Simplified “Asaan” tax regime aims to expand formal retail sector
ISLAMABAD, June 12, 2026 — Pakistan launches fixed tax scheme for retailers under Rs200 million annual turnover as part of Budget 2026–27, introducing a simplified taxation structure aimed at improving compliance and widening the tax net.
The new “Asaan” scheme was announced by Finance Minister Muhammad Aurangzeb while presenting the federal budget in the National Assembly on Friday.
Simplified Tax Structure for Small Retailers
Under the scheme, eligible retailers will pay either a minimum fixed tax of Rs25,000 per year or 1% of total annual sales, whichever is higher.

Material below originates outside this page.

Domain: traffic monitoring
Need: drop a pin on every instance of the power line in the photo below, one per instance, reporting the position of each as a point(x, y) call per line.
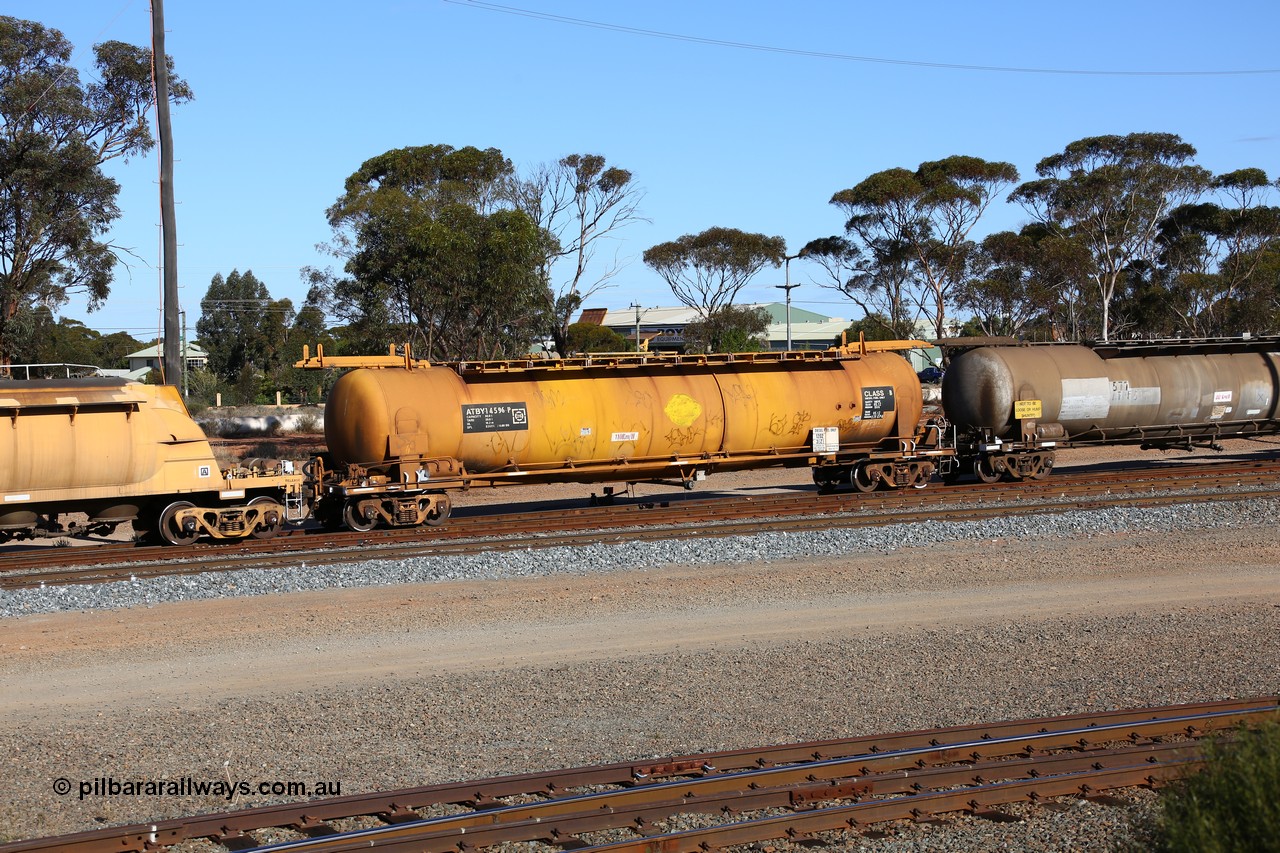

Officials said the framework is designed to reduce administrative complexity for small and medium-sized retailers while improving transparency and efficiency in tax collection.
Push to Expand Tax Base
The government said the initiative aims to bring more retail businesses into the formal economy by simplifying compliance requirements and reducing paperwork.
Policy makers believe the streamlined structure will encourage registration and improve revenue visibility in the retail sector.
Part of Broader Budget Reforms
The measure forms part of wider Budget 2026–27 reforms, which also include salary and pension increases, minimum wage adjustments, and targeted tax relief measures across key sectors.
Finance Minister Muhammad Aurangzeb said the government’s approach focuses on balancing economic relief with structural reforms to support sustainable growth.
Focus on Documentation and Compliance
Officials added that broader fiscal adjustments introduced in the budget are aimed at improving economic documentation and encouraging compliance-driven revenue generation.
The retail tax scheme is expected to play a key role in expanding Pakistan’s formal tax base while easing compliance for smaller businesses.